The BSE benchmark index, the Sensex, started the day with a modest loss of 35-odd points at 34, 219 after the initial choppiness the BSE index began to slide post late morning deals. The selling intensified towards the close of the trading session as a result of which the Sensex tumbled to a low of 33,480, and finally ended with a sharp loss of 709 points at 33,538.
Among the Sensex 30 stocks, SBI and Sun Pharma plunged over 5 per cent each. Maruti, Bajaj Finance, ICICI Bank, Tata Steel, Axis Bank, Tech Mahindra, Bharti Airtel and Titan were the other significant losers, down 3-4 per cent each. IndusInd Bank, however, bucked the trend and was up over 4 per cent.
The BSE Sensex has given a fresh sell signal on the weekly Fibonacci chart, thus indicating further downside for the week. As per the weekly Fibonacci chart, the BSE index has broken the S2 (support) level on Thursday. Hence, the index may now test the weekly S3 placed at 33,290. However, one must remember that the Sensex has given a strong buy signal on the monthly chart, as per that, the BSE index is likely to get significant support in the 33,050-32,850 range.

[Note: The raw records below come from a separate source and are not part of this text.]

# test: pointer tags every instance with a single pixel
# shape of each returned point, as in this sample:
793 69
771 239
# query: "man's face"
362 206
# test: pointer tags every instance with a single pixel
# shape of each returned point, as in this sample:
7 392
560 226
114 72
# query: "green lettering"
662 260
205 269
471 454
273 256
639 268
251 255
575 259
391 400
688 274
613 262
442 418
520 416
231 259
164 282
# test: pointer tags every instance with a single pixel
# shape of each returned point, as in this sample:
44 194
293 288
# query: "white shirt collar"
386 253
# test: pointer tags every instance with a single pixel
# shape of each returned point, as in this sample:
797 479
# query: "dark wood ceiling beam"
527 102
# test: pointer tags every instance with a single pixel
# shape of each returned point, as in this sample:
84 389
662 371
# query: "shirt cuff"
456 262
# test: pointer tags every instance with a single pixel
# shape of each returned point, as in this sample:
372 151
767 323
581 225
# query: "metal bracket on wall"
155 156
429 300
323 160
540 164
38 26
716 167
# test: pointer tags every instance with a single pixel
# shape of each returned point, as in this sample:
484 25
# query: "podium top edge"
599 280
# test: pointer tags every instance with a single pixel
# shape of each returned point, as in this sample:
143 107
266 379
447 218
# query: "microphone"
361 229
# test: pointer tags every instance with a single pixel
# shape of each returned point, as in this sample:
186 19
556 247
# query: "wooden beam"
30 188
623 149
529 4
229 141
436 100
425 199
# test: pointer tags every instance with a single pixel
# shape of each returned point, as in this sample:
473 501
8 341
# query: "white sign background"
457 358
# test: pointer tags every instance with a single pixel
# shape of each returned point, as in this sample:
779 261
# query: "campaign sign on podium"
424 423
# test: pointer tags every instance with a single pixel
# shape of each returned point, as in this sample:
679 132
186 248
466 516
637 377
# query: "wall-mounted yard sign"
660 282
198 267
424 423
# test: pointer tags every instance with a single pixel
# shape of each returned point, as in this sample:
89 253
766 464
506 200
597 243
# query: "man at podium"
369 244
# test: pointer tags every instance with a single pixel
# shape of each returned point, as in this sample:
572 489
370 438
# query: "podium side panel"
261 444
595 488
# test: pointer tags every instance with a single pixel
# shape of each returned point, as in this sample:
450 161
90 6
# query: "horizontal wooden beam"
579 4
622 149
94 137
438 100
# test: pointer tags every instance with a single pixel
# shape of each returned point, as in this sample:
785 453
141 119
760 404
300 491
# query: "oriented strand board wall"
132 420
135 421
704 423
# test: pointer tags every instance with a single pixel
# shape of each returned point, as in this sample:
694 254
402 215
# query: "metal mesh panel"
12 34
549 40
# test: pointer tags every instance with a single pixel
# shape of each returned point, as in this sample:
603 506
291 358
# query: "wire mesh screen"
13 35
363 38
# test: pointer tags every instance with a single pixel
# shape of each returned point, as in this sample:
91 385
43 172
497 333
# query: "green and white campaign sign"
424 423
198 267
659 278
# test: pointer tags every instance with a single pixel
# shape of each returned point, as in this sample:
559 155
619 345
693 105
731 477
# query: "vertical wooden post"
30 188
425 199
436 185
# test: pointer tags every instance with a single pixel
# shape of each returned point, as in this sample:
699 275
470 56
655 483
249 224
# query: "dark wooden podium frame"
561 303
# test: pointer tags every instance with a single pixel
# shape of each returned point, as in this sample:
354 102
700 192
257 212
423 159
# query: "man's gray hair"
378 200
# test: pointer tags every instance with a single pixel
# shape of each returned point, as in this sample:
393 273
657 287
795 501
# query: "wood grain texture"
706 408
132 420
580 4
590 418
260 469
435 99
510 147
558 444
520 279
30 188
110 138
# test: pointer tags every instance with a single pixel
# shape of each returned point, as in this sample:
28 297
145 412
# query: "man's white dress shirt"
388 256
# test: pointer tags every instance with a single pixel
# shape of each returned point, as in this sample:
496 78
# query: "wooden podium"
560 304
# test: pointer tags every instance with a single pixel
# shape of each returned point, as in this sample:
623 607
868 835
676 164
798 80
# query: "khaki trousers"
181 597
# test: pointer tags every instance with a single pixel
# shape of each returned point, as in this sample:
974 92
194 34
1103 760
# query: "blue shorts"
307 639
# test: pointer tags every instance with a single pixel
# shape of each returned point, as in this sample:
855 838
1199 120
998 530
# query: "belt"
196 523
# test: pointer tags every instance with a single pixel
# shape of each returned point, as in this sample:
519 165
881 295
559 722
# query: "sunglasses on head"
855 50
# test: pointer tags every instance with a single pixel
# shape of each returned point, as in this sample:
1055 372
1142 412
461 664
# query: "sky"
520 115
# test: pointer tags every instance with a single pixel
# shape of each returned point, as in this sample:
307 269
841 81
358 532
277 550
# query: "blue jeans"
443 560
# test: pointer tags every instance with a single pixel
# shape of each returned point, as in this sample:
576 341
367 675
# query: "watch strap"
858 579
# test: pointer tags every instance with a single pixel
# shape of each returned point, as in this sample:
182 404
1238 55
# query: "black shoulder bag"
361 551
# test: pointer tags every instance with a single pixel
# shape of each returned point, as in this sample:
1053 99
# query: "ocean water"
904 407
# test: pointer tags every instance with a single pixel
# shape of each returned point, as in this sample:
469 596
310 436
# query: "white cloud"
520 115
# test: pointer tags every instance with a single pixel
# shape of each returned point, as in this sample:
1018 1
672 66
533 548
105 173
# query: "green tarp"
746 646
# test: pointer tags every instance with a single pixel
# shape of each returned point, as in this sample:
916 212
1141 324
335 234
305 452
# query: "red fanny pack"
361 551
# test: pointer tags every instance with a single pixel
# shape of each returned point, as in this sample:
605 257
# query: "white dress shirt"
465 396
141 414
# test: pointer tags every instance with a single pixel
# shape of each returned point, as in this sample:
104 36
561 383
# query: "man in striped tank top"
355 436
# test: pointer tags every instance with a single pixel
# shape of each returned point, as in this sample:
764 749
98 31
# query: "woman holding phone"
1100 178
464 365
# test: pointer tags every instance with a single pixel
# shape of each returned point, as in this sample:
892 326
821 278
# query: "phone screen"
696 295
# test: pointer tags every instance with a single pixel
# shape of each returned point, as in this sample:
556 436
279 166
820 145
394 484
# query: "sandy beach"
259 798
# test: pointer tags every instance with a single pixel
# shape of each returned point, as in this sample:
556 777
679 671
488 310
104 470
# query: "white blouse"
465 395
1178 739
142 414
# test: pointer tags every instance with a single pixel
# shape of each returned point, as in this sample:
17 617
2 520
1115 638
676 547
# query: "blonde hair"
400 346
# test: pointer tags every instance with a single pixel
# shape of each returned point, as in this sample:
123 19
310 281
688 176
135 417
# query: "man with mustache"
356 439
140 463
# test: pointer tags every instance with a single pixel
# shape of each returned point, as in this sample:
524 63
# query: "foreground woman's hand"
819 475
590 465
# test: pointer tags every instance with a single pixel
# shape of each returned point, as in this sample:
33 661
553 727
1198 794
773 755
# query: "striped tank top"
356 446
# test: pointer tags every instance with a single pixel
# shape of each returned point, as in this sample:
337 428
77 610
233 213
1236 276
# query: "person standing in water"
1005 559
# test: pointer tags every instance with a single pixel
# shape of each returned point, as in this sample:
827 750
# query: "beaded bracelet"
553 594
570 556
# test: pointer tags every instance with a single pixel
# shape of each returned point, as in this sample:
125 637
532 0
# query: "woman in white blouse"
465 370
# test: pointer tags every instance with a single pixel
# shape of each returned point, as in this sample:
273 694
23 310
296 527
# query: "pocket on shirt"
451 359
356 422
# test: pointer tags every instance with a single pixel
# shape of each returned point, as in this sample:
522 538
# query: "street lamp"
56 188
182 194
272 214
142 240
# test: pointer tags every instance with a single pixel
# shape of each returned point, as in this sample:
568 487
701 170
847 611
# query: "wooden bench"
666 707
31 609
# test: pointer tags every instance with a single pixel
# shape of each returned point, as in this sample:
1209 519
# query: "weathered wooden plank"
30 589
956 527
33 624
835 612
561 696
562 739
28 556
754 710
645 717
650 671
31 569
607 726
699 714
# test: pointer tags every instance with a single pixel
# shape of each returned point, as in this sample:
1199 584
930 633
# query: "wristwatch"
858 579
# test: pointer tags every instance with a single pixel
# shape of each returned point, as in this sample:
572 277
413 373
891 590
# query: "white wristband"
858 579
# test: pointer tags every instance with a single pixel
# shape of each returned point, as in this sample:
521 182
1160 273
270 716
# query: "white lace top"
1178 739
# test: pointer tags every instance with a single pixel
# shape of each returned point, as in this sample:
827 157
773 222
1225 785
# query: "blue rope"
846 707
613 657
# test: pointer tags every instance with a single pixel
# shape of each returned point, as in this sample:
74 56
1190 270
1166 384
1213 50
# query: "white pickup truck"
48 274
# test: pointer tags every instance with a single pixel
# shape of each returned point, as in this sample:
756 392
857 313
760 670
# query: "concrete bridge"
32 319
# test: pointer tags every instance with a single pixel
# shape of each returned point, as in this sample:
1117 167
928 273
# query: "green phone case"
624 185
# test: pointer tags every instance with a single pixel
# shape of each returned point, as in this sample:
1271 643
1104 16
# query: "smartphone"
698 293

In simpler words, the bias for this month is likely to remain positive as long as the Sensex sustains above 32,850.
Also Read: Market Outlook: Expect choppiness to continue as Nifty eyes 100-DMA
As per the daily Fibonacci charts, on Friday, in case of an up move the BSE Sensex is likely to face resistance around 33,820-33,910-34,000, and in case of a down move, the BSE index may seek support around 33,250-33,170-33,080.
With today’s over 2 per cent fall at 9,902, the NSE Nifty has declined almost 4.5 per cent from its recent peak of 10,338. It may be recalled that the NSE index had rallied 1,532 points from its low of 8,806 on May 18, to a high of 10,338 on June 8. In a market correction, the underlying index/ security tends to retrace 38.2%-50%-61.8% of the previous move. Thus, we can expect the index to retrace up to 9,750-9,570-9,390, which could still be a healthy correction.
The current phase seems to be a corrective action within an up move, hence one needs to look out for buying opportunities on dips towards the major support levels. The uptrend is likely to remain intact as long as the Nifty sustains above the 20-DMA (Daily Moving Average) which is around 9,550. On the upside, the Nifty may look to conquer its 100-DMA as long as the trend remains positive.
Among the key momentum oscillators, the 14-day RSI (Relative Strength Index) has seen a decent correction. The MACD (Moving Average Convergence Divergence) too is flattening out. The DI (Directional Index) continues to remain in favour of the bulls, even as the bears seem to be raring to may a comeback. On the flip side, the Slow Stochastic remains negative.
Disclaimer: The article is for information purpose only and does not advocate any buy or sell /recommendation.